Gurbachan Singh Bedi, a member of the temple and owner of the other Indian store in town on Mission Boulevard, moved to Alhambra 20 years ago after getting a job at a 7-Eleven. He went on to own the 7-Eleven, and, about seven years ago opened the Dollar store on Mission Road. When Indian residents demanded products, he added "+Indian Grocery" to the name and expanded his business to include specialties like rice, dal, and naan.* At Bedi and Singh’s shops, though, Indians are not the only customers shopping for the Indian products. In particular, both carry henna hair dyes, which they say attract a wide following among Chinese women. “Mostly our people, they do their own business,” said Bedi, who recently opened a restaurant in San Gabriel. “Like Chinese businessmen: They want to run their own business.”
But these days Bedi is concerned about the future of Alhambra’s tight-knit Sikh community. A few years ago Walnut opened its own, much larger, newer temple and many families have left for that facility. (Singh’s father now works there). Others are looking for better school districts, and with India’s economy much better than it was when Bedi arrived, fewer new immigrants are coming.

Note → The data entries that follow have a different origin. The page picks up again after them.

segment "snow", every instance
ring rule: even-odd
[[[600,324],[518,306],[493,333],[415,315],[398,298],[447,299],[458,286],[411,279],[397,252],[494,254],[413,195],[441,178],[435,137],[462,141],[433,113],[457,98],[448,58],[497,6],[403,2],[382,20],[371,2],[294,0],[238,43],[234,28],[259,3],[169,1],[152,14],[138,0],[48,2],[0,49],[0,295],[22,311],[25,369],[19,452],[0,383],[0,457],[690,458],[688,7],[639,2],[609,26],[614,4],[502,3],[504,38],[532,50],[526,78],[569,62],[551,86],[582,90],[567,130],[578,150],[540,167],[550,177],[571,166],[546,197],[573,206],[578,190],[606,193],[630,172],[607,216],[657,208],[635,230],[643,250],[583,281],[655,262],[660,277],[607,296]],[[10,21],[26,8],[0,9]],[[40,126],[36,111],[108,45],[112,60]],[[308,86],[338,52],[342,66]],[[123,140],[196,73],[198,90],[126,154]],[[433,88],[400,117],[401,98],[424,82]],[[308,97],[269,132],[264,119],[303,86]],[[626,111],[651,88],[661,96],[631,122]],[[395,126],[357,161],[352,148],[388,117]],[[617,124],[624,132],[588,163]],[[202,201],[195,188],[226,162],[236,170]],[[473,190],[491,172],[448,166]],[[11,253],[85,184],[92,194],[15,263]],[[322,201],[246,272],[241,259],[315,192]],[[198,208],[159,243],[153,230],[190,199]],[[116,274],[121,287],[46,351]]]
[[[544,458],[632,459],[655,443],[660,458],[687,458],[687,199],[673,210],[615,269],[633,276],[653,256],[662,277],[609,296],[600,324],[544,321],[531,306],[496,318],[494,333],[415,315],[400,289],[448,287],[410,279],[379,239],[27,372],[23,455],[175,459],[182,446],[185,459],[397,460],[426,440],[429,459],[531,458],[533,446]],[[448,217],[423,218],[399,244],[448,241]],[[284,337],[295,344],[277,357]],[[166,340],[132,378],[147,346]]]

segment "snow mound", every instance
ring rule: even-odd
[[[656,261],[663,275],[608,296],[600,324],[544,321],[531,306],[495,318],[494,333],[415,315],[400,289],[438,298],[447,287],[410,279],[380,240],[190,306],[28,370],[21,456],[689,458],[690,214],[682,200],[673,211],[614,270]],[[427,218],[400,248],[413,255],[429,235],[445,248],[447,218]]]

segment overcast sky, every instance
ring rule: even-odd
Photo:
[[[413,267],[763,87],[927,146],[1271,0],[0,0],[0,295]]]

Bedi, though, has no plans on moving. The reasons he said he likes the city are the same reasons so many Alhambra residents do: it’s a “peaceful, low-crime” community to raise his four children. After the September 11 terrorist attacks, Sikhs were often confused with Muslims. In Alhambra, police said they received concerned reports about residents with turbans. But Bedi and a couple other local Sikh residents said they never had any problems in Alhambra. “I’ve been in this community so long, everyone from the little kid to older people know me there,” he said. “I’ve watched kids grow up.”
*Since this story orginally ran on December 20, 2010 the Bedi's have sold their store in Alhambra, which is now a Burmese market. They opened a new larger restaurant and store in San Gabriel, Bhanu's Indian Grocery.